No matter how heartbreaking it is for the individuals concerned.
The way I’ve read it is that if a doctor writes “cause of death: cardiac arrest” it really means “I don’t know” or “I couldn’t find anything specific” because today, death is defined as “the heart stops beating” so all death is cardiac arrest in the end, the real question is: what caused the heart to stop beating, and is thus the real cause of death.
“Cardiac arrest” might be code for “I don’t know”, but there are still some deaths where the doctor does know, and where cardiac arrest doesn’t fit. For instance, decapitation.
And death is not defined as “the heart stops beating”. There are people walking around today living normal lives without a beating heart.

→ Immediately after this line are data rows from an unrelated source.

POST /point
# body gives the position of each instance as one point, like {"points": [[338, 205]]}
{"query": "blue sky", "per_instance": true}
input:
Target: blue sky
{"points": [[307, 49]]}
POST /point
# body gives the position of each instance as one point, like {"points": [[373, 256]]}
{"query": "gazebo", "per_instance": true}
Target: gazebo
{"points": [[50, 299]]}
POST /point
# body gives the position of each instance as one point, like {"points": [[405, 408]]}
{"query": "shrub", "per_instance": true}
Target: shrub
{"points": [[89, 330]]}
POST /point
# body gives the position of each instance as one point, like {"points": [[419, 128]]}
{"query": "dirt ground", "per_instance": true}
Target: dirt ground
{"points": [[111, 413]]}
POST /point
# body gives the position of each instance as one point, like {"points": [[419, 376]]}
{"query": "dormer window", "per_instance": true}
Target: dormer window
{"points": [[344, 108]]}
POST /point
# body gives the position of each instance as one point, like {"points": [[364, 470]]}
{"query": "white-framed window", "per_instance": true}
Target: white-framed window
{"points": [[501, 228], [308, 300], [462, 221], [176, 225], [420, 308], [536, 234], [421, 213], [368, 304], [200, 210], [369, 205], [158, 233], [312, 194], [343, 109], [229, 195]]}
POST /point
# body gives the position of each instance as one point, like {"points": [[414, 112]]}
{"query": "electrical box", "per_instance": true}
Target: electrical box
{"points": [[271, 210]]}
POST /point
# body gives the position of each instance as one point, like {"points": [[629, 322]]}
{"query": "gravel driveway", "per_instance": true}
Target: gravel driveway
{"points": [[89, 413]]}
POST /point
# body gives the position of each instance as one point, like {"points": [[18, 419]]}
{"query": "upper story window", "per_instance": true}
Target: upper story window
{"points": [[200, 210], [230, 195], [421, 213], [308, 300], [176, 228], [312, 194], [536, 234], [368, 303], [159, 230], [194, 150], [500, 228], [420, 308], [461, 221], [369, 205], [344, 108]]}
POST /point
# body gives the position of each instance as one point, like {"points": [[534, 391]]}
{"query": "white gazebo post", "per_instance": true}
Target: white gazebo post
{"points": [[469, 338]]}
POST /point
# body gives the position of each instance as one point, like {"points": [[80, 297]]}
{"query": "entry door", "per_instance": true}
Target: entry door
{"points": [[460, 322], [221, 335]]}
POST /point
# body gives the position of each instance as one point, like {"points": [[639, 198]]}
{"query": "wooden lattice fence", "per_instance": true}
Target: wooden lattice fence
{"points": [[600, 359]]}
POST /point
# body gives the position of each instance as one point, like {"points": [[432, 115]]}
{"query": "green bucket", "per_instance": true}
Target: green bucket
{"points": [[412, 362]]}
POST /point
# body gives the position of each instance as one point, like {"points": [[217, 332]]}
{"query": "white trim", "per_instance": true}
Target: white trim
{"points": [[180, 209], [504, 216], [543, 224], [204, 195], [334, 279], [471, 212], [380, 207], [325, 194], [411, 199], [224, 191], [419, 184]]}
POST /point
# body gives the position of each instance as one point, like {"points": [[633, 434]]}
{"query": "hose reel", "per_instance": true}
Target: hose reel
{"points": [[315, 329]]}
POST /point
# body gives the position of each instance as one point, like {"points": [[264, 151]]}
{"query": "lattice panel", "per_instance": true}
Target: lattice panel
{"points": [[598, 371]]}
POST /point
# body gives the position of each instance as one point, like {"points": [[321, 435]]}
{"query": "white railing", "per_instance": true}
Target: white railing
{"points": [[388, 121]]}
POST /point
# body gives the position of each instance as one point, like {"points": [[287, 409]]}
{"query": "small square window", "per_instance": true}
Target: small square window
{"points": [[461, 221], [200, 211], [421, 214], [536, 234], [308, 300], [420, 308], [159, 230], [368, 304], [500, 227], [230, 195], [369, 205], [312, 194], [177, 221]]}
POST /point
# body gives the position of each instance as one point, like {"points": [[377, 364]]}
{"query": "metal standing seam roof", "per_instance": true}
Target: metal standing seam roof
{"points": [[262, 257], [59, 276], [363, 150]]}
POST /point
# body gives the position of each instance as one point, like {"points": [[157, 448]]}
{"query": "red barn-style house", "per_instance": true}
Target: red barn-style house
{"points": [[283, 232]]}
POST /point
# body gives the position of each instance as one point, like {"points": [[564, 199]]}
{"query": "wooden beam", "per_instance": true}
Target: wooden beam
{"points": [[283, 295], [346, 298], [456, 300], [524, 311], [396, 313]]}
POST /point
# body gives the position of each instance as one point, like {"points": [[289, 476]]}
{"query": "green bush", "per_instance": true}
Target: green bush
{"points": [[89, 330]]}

Well the op was asking over the timeframe of humanity and in trying to answer the question I proposed three timeframes that functioned very differently from other.
Within each time frame there were spikes of various sorts, localized temporally or geographically or both, but the nature of those spikes and their distributions were such that one could still some make best guesses for those periods as wholes.
Death due to “old age” fits into the broad “degenerative disease” category in my way of thinking. A cause of death that relatively fewer died of until the last century or so. Now they lead.
But yes even today when categorizing “cause of death” the distinction between the proximate cause and the ultimate cause makes for some difficulties.
Easy example - for much of the last century there were many deaths proximately due to lung cancer and heart disease that were ultimately caused by tobacco use. Do you count those deaths as lung cancer and heart disease deaths or tobacco deaths?